De quoi vous vous plaignez; vous venez de dire plus haut que les bénéfices de l'AVS sont solides. Sauf pour faire passer les patrons à la caisse.

" car elle incite les entreprises à verser des dividendes plutôt que des salaires ".

Vous croyez que les dividendes servent qu'à des dépenses personnelles? bien de ses dividendes versé servent à des investissement soit dans l'entreprise ou soit dans d'autres secteurs économiques. C'est ainsi que l'on crée de la croissance et des emplois. Mais pour l'idéologie socialiste, dividendes et actionnaires ne sont des gros mots une insulte aux travailleurs.

" limitation de l’indexation des rentes, hausse de l’âge de la retraite, «frein à l’endettement» pour baisser les rentes sans recours au peuple, refus explicite des mesures qui permettraient à l’AVS de remplir son mandat constitutionnel de couvrir les besoins vitaux, campagnes paniquées prétendant que la ruine menace, etc "

Vous avez raison de critiquer le frein à l'endettement. Surtout quand on voit que la faillite d'une partie de la zone euro est exclusivement due à des surendettements publiques par des dépenses irresponsables dont les caisses des caisses de retraites déficitaires qui financent des départs à la retraites à 60 ans voir 55 ans et moins pour les fonctionnaires comme en France en font partie de cette cause de cette faillite publique. Les caisses publiques du deuxième pilier en Suisse sont en train de se casser la figure a force de vouloir mettre le gens à la retraite avant 60 ans. Merci les syndicats. C'est le contribuable qui passe à la caisse.

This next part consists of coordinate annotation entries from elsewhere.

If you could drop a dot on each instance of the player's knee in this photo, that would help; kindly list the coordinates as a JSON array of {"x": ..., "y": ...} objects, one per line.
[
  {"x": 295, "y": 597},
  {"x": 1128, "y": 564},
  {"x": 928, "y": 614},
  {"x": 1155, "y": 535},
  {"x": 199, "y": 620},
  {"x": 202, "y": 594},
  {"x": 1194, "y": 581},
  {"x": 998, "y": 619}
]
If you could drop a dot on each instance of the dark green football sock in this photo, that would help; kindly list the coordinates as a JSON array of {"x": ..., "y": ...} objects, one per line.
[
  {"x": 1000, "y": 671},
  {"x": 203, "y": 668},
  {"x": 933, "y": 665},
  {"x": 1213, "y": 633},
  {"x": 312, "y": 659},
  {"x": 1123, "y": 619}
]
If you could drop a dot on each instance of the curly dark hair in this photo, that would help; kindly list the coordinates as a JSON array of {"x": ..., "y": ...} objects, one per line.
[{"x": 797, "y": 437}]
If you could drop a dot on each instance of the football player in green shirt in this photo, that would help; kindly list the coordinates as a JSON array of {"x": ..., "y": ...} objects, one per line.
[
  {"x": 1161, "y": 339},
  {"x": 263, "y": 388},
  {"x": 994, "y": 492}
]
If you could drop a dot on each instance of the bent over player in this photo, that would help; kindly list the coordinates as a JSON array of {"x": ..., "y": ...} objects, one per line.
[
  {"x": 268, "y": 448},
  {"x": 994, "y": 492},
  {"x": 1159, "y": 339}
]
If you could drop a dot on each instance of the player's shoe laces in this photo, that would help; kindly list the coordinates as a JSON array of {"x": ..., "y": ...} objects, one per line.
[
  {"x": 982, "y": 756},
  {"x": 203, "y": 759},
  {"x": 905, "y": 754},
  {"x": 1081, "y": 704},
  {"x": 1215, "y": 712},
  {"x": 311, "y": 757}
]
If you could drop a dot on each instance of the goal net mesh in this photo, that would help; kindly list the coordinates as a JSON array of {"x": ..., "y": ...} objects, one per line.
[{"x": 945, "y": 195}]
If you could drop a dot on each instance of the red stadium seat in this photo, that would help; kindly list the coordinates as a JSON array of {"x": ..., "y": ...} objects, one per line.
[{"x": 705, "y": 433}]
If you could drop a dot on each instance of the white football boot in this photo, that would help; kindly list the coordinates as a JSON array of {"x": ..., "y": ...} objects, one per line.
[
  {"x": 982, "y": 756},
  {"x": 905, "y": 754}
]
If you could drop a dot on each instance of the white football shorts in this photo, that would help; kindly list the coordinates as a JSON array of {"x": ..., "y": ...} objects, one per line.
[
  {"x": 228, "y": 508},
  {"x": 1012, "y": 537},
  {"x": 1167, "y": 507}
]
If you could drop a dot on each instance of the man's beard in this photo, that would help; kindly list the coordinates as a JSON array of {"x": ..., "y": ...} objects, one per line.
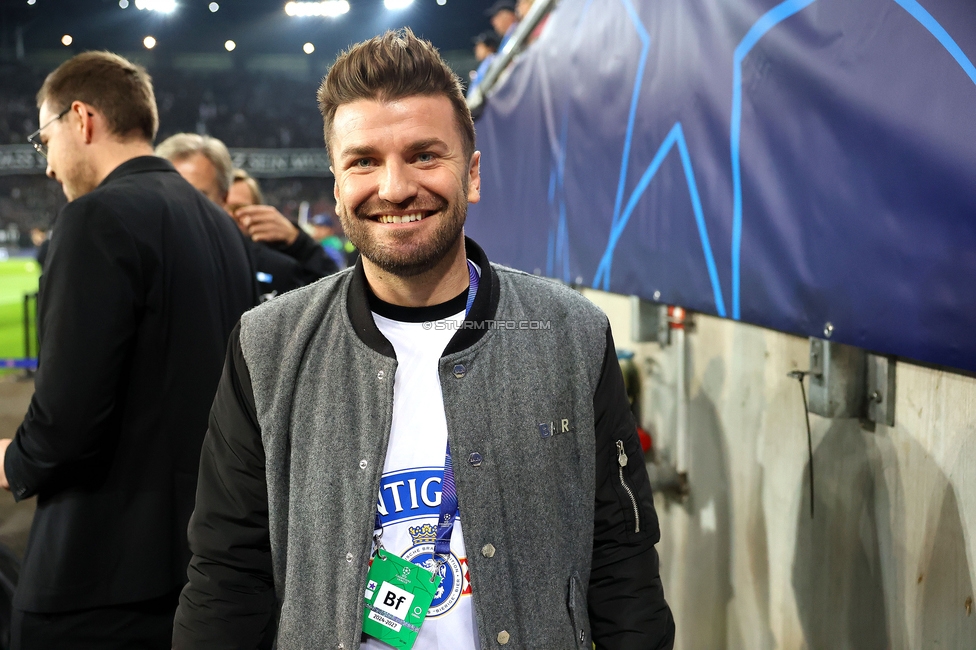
[{"x": 422, "y": 255}]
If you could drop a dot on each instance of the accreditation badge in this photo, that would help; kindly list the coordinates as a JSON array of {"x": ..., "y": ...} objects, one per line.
[{"x": 398, "y": 595}]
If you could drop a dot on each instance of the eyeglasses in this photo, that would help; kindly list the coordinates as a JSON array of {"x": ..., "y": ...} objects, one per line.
[{"x": 33, "y": 138}]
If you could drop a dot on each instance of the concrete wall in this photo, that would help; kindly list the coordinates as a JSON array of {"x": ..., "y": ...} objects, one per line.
[{"x": 889, "y": 558}]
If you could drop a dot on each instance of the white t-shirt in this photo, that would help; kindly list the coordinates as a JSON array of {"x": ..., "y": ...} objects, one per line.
[{"x": 410, "y": 490}]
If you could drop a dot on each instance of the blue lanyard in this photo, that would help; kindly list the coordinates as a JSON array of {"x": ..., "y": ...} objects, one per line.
[{"x": 449, "y": 510}]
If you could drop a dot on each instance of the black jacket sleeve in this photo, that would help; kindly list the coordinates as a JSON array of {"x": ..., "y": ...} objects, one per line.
[
  {"x": 89, "y": 302},
  {"x": 229, "y": 601},
  {"x": 309, "y": 255},
  {"x": 626, "y": 599}
]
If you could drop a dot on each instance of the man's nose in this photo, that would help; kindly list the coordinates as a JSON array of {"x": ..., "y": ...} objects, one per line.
[{"x": 397, "y": 183}]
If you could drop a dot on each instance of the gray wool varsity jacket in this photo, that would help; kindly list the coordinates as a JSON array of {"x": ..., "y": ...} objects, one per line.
[{"x": 558, "y": 516}]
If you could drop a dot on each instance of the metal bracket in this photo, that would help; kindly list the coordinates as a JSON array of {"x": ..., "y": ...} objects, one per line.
[
  {"x": 881, "y": 389},
  {"x": 847, "y": 382},
  {"x": 649, "y": 321},
  {"x": 836, "y": 379}
]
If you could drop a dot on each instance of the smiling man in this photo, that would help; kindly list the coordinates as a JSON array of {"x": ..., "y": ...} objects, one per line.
[
  {"x": 144, "y": 280},
  {"x": 427, "y": 450}
]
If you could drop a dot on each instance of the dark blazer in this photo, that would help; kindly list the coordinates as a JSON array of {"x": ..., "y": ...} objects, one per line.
[{"x": 144, "y": 281}]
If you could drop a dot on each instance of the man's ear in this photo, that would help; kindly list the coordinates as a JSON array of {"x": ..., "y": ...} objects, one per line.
[
  {"x": 86, "y": 120},
  {"x": 474, "y": 178}
]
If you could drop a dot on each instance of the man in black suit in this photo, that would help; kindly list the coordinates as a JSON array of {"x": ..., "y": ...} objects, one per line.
[
  {"x": 144, "y": 281},
  {"x": 279, "y": 266}
]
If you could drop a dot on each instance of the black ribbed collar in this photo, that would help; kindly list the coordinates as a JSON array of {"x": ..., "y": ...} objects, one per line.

Quand à l'initiative 1:12 ce n'est pas à l'état de fixer les salaires du privé. Si vous voulez que la Suisse glisse vers une société administrée à la soviétique continuez vous êtes sur le bon chemin. Cette initiative c'est la haine envers les patrons. Vous en bon socialiste, vous ne supportez pas la réussite individuelle et le talent qui au bout de sacrifices permet de toucher des revenus conséquents. Les socialistes veulent aussi de l'argent mais en ne foutant rien pour le prendre chez ceux qui en gagnent beaucoup après avoir pris des risques et investit une partie de leur argent.

A force de vouloir étatiser l'économie privée vous finirez par décourager les investisseurs privés et les grandes sociétés privées de faire des affaires en Suisse. C'est du reste ce qui arrivent là où l'état est trop interventionniste. Les patrons n'aiment pas les économies socialistes. Ils vont là où ils peuvent faire des affaires et gagner de l'argent et ils vont là où il savent qu'il ne financeront pas un état qui gaspille l'argent du contribuable pour financer une population d'assistés.